Up to **4 click expansions per parent node** run in parallel; excess clicks
queue. Different parents and different canvases run independently. A
per-parent write lock serializes only the short read-modify-write of the
parent node JSON. Tunable via `MAX_PARALLEL_CLICKS_PER_NODE` (default 4).

## 🔍 Web search

A pre-planner gate (`decideSearch.js` + `prompts/decide-search.md`) calls the
LLM with the proposed subject and asks: do recent / authoritative sources
materially improve this node? The default leans **yes** — only clearly
abstract / timeless subjects skip search.
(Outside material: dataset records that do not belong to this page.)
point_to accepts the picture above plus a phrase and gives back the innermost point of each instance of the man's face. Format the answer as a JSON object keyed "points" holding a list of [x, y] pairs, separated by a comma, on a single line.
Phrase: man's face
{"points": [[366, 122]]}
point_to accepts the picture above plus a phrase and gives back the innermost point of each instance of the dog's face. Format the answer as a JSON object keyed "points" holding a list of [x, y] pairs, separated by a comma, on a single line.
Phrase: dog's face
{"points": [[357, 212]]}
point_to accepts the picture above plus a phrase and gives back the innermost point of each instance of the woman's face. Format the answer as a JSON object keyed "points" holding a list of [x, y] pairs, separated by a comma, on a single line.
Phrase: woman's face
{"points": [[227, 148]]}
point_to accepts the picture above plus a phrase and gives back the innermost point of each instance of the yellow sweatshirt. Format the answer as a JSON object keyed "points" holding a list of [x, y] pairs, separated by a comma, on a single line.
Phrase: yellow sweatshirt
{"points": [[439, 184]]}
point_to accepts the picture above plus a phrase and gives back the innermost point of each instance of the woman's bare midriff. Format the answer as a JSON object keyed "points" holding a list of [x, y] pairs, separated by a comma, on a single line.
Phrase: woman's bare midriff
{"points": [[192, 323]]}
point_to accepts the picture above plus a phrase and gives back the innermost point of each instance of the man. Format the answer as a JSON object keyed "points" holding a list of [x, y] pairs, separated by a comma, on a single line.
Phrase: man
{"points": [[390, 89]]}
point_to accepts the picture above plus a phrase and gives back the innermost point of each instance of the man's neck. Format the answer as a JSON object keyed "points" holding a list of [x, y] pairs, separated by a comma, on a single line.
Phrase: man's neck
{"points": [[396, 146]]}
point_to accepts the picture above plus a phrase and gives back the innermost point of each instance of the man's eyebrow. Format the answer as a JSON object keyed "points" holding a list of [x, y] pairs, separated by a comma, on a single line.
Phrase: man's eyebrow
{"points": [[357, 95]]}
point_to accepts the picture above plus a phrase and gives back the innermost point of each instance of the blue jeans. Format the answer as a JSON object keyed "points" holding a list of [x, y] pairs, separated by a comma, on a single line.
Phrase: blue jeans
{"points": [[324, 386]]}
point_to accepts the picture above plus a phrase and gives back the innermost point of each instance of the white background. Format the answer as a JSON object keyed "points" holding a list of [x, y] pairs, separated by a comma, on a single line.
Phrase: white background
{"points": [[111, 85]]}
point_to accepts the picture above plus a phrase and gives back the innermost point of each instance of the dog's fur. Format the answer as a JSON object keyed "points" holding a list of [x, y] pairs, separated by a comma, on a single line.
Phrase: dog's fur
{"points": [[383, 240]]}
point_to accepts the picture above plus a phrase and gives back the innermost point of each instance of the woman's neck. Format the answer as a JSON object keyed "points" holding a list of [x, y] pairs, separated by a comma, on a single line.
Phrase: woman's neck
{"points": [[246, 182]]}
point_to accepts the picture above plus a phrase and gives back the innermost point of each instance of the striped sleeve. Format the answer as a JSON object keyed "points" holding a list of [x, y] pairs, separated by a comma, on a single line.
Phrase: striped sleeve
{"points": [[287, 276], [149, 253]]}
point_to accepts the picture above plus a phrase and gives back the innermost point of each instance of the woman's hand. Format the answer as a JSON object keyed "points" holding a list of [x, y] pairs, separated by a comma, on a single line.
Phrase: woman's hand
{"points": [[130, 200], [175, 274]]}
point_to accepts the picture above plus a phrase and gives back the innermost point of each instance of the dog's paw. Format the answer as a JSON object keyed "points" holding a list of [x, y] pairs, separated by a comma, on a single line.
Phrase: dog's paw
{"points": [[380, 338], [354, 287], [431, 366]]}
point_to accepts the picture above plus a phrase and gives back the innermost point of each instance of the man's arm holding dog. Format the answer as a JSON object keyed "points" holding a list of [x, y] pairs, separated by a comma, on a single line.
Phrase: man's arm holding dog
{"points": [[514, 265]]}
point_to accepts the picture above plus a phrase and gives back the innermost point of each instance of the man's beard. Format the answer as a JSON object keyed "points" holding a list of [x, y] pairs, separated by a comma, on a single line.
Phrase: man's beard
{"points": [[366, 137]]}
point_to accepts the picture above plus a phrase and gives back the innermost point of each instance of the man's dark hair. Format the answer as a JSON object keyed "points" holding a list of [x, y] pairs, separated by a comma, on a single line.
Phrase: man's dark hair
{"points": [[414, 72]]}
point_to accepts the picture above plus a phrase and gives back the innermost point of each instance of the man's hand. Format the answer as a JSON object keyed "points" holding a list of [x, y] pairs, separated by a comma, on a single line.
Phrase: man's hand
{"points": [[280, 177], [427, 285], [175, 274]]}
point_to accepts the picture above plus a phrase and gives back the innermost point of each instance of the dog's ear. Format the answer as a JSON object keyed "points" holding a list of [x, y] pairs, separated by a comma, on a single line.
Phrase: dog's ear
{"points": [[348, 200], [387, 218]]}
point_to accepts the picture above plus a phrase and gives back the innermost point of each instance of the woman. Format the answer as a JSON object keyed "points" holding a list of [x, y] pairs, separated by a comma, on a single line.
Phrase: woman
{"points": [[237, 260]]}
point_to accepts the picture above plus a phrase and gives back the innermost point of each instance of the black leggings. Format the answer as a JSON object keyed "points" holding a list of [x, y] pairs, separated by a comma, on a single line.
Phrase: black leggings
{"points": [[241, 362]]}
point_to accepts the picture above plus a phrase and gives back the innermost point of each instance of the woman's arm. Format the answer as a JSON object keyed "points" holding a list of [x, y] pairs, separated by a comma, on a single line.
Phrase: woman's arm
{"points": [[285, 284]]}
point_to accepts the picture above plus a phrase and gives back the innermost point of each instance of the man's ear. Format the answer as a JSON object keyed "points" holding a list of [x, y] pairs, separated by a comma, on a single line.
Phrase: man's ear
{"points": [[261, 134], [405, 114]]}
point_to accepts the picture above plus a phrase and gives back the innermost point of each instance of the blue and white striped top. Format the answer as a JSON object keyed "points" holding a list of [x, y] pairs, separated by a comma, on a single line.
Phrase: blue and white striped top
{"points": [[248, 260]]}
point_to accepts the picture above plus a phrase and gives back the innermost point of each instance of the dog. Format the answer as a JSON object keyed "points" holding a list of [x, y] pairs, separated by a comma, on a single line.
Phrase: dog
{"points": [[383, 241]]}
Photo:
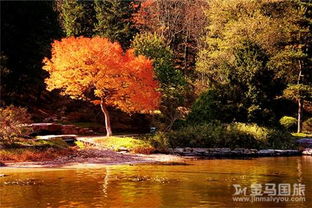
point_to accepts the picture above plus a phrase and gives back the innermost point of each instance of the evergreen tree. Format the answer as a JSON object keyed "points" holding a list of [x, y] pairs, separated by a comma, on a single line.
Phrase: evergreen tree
{"points": [[76, 17], [115, 20]]}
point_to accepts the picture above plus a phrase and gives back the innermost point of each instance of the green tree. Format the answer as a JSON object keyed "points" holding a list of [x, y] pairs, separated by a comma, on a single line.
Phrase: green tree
{"points": [[27, 29], [246, 90], [293, 61], [173, 84], [76, 17], [114, 20], [274, 27]]}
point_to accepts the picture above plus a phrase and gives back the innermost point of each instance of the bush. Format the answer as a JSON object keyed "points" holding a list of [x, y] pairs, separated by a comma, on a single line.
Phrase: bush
{"points": [[290, 123], [12, 122], [235, 135], [213, 105], [307, 125]]}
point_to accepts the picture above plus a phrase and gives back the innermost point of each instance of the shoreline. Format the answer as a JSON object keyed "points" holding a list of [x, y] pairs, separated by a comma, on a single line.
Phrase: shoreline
{"points": [[97, 158]]}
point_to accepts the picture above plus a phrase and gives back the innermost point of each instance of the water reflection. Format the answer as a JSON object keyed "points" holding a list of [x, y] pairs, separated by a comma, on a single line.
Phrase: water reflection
{"points": [[203, 183]]}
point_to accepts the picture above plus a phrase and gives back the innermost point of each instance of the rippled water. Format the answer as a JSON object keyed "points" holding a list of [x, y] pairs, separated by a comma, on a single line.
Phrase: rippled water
{"points": [[202, 183]]}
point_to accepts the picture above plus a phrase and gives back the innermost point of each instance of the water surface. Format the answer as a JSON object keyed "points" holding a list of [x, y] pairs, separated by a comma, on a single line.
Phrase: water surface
{"points": [[201, 183]]}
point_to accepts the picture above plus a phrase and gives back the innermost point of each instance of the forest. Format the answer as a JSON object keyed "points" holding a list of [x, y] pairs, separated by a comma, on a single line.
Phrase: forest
{"points": [[201, 73]]}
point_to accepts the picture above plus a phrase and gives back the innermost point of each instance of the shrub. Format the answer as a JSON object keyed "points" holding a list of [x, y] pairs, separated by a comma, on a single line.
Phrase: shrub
{"points": [[307, 125], [159, 141], [235, 135], [289, 122], [12, 122]]}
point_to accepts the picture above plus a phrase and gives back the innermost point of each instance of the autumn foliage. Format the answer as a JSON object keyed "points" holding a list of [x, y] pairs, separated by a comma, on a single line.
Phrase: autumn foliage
{"points": [[96, 69]]}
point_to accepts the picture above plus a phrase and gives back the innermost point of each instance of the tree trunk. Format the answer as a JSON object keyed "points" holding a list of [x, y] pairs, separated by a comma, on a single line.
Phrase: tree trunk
{"points": [[300, 102], [107, 119]]}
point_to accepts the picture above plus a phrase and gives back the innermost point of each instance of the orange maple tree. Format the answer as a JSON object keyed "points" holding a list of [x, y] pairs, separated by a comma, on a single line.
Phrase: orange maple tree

When yes:

1. The web-search backend runs with the rephrased query.
2. Results are normalised into `{title, url, snippet, source}`.
3. Top results are passed into the planner prompt.
4. Sources are persisted both into `nodes/.json` and into the SQLite
`Sources` table.
5. The frontend renders a 📚 badge near the breadcrumb. Hover to see a popover
with the source list (220 ms grace period so the popover is reachable with
the mouse).

## 📦 Export as a standalone static site

Any canvas can be exported as a **fully self-contained static site** — a
read-only replica of the preview with all data and images inlined, openable
directly from `file://` with zero network requests.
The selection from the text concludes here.